SAVE is going away, and the next federal student loan option tied to its replacement is now on the clock. The Repayment Assistance Plan is expected to be available in July 2026, while borrowers in SAVE will get 90 days starting on July 1, 2026, to pick a new repayment plan.
That matters now because the transition is no longer abstract. Borrowers who stay in SAVE and do not act will not stay there: they will be moved automatically to standard repayment or to the newly created tiered standard repayment plan, depending on their situation. For people watching the July 1 Student Loan Changes: SAVE Borrowers Face Automatic Plan Switch update, the calendar is the point. The system is about to start sorting borrowers into new lanes.

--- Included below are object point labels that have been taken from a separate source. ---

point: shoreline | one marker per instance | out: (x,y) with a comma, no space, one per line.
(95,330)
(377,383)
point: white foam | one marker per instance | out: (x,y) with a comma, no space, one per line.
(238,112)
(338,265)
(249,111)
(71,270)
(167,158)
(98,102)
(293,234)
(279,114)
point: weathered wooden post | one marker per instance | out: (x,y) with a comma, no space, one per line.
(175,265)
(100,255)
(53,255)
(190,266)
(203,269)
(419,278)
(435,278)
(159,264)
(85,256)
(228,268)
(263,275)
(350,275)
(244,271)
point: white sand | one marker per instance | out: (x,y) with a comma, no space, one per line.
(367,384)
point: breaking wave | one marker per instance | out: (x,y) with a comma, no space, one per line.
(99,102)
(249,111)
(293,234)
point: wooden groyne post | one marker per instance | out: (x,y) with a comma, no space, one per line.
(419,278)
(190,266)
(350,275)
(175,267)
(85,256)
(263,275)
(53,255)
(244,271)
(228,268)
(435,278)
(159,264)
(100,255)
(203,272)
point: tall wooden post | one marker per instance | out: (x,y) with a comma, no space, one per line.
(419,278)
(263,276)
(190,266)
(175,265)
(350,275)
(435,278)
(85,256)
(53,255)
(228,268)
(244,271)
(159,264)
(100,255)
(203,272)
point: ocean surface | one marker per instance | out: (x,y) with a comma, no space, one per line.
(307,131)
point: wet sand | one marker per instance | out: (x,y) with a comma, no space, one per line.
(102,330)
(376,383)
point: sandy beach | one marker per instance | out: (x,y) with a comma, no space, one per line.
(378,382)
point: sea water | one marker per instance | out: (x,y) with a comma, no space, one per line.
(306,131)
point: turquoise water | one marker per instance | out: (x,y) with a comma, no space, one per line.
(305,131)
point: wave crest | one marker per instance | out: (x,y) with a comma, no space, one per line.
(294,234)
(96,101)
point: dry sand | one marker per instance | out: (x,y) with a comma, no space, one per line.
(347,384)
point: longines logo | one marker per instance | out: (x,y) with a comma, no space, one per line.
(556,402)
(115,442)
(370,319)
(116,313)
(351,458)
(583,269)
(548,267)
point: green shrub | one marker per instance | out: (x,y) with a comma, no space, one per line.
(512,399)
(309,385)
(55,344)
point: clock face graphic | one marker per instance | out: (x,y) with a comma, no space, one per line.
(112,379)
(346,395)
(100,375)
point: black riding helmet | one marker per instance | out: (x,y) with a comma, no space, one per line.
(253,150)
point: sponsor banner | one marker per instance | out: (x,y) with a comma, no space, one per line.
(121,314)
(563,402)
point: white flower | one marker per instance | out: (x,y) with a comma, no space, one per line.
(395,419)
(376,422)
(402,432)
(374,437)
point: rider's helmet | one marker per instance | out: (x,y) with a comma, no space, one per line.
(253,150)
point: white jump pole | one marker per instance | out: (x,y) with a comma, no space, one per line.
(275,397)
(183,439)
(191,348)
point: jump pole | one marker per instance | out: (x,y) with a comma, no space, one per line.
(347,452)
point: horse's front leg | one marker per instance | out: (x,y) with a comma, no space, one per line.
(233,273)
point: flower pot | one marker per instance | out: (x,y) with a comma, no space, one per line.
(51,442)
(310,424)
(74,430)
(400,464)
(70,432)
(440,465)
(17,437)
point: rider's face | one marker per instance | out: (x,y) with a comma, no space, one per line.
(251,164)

The new plan is not a minor adjustment. The tiered standard repayment plan is the default for federal loan borrowers who take out loans after June 30, 2026, and for most white coat investors the repayment term would be over 25 years. That makes the change especially important for borrowers trying to map out long-term payments, especially anyone weighing repayment against Public Service Loan Forgiveness or another federal forgiveness path.
There is also a catch inside the transition. Borrowers in SAVE benefited from an interest subsidy and a payment pause from the summer of 2024 to the summer of 2025, and interest resumed in August 2025, but that forbearance time is not initially counted as credit for any federal forgiveness program. The PSLF buyback program has been largely stalled by the Department of Education, and processing times currently exceed three years, so some borrowers who expected relief through forgiveness may find the clock moving more slowly than they hoped.
RAP is built differently. It subsidizes all unpaid interest, and if a borrower makes the required payment, the loan balance will never go higher. That gives the plan a hard floor that SAVE borrowers did not have once the interest pause ended. It also helps explain why the rollout in July 2026 is more than a paperwork change: it reshapes how the next wave of borrowers will see their debt grow, or not grow, over time.
By July 2028, ICR and PAYE will sunset, narrowing the list of Income Driven Repayment options even further. All of the listed IDR plans qualify for PSLF, but the tiered standard repayment plan does not, which means borrowers who miss the switch window could lose a path they were counting on. The immediate question is not whether the system is changing. It is how many borrowers will land in the automatic lane instead of choosing a plan that still fits their long game.